Cafe chat: Ground courses

01:19, Sep 03 2012
Jenny Garing
CLASS ACT: Jenny Garing from Ground is resuming her popular cooking courses.

Celebrating whitebait

Whitebait lovers - keep Saturday, October 20, free. The brains behind the Wildfoods Festival are bringing whitebait to Christchurch for a one-day festival to pay homage to the fishy "white gold". The Great West Coast Whitebait Festival promises quirky, down-to-earth entertainment and food-focused fun, says Westland District Council marketing manager Sonya Matthews. The festival will be at Cranmer Square and the tiny silvery fish will very much be the star of the show - and be available in abundance. Early bird ticket $27 (limited to first 1000 sold), standard ticket $37 (till October 19), gate sale ticket $47 (on the day - assuming there are any left), children (13-17 yrs) $10, children 12 and under free.

Funding cook school

New Zealand School of Food and Wine founder Celia Hay may have left Christchurch for the moment but she hasn't stopped caring for the city. She is hosting another fundraising dinner in Auckland to raise money to take more groups of school pupils from the devastated eastern suburbs to Akaroa Harbour, for cooking lessons. Last year her dinners enabled 180 10-year-olds to visit the Duvauchelle Store and Cafe where the children made cookies, pizza and bread. Tomorrow night, organic artisan winemakers James Millton, of Millton Vineyard Gisborne, and Nick Mills, of Rippon Estate Wanaka, host the first dinner at Hay's new Auckland campus.

Wild food

There is still time to have your say on who has the most courageous kai in the Monteith's Beer and Wild Food Challenge.
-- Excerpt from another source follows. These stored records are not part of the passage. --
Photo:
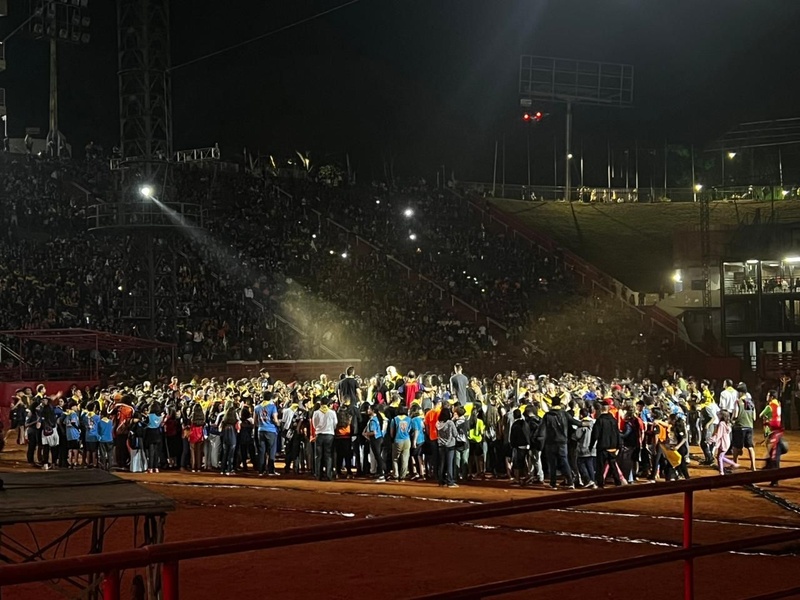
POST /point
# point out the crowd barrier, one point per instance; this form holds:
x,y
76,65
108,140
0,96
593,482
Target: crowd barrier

Each dish must feature the wildest local ingredients available (anything not raised on a farm), be presented in a wild way, or use readily available wild ingredients such as venison, huhu grubs or shellfish. The Watershed's John Finlayson has created a dish of wallaby tail, wild rabbit and wild venison, Sharne Pollard at the Famous Grouse Hotel (Lincoln) has reinvented the ploughman's lunch with a variety of wild meats, and at the Running Bull Bar & Grill House, Donsang Lama is serving "Bambi's up in my Grill" - wild venison finished with "snake-bite" sauce. At the Thirsty Marriner in Sumner, Jessada Kornkaset is pairing venison with pears, and Irish chef Ruaire Murray has got the goat at the Pedal Pusher, and has curried it. See for the participating restaurants but you only have until August 12 to text in your favourite dish. Every text receives a voucher for a free Monteiths beer.


Ground courses

Jenny Garing, of Lyttelton's Ground cafe and deli, is resuming her cooking classes at the Naval Point Club. Take your pick from Spice up your Winter (Aug 15), Malaysian Delights (Sep 12) or Sri Lankan cooking (Oct 3), $70 per person per course. Email

Still short

MasterChef New Zealand contestant Chris Turner, who works for the Christchurch City Council and made it through to the final 11 of the reality TV show, hasn't given up on his dream to study for a diplome de patisserie at the prestigious Le Cordon Bleu in Wellington, although he's still $23,000 short of the tuition fees. Turner recently hosted a three- course fundraising feast for 44 guests and is planning more.

Sweet treat

Chocoholics heading to Wellington for the New Zealand Chocolate Festival (Aug 24-26) will be able to make their own truffles at the Heilala Vanilla Chocolate Factory. With Swiss master chocolatier Rene 'Choco' Fellmann, in charge, visitors will have access to litres of chocolate ganache to mould into truffles and dip in cacao or ground nuts. Fellmann says: 'If chocolate is consumed in moderation, as a treat, it will never interfere with body shape but just give you a happy lifestyle." See for tickets.

Dine and wine

Saggio di vino's Cork & Fork menu has returned with a twist. Opt for two courses ($59) or three ($73), with a glass of Pegasus wine matched to each course and $5 from every dinner will be donated to the Christchurch Earthquake Appeal Trust. Sun-Thurs during August. Ph: 379 4006.

Fussy foodies

The McCain Red Veggie Truck (a 1943 V8 Chev hot rod) and the "McCain Grower" will be at the Christchurch Farmers' Market at Riccarton House on Saturday as part of the Children's Food Festival, offering children a range of interactive learning activities that will teach them all about growing healthy vegetables. As part of the McCain School Veggie Patch programme, the team at Riccarton House have built planter boxes so primary school children can plant seedlings. Children also have the chance to host their own farmers' market stall on Saturday or craft stall at the Sunday Artisan Market.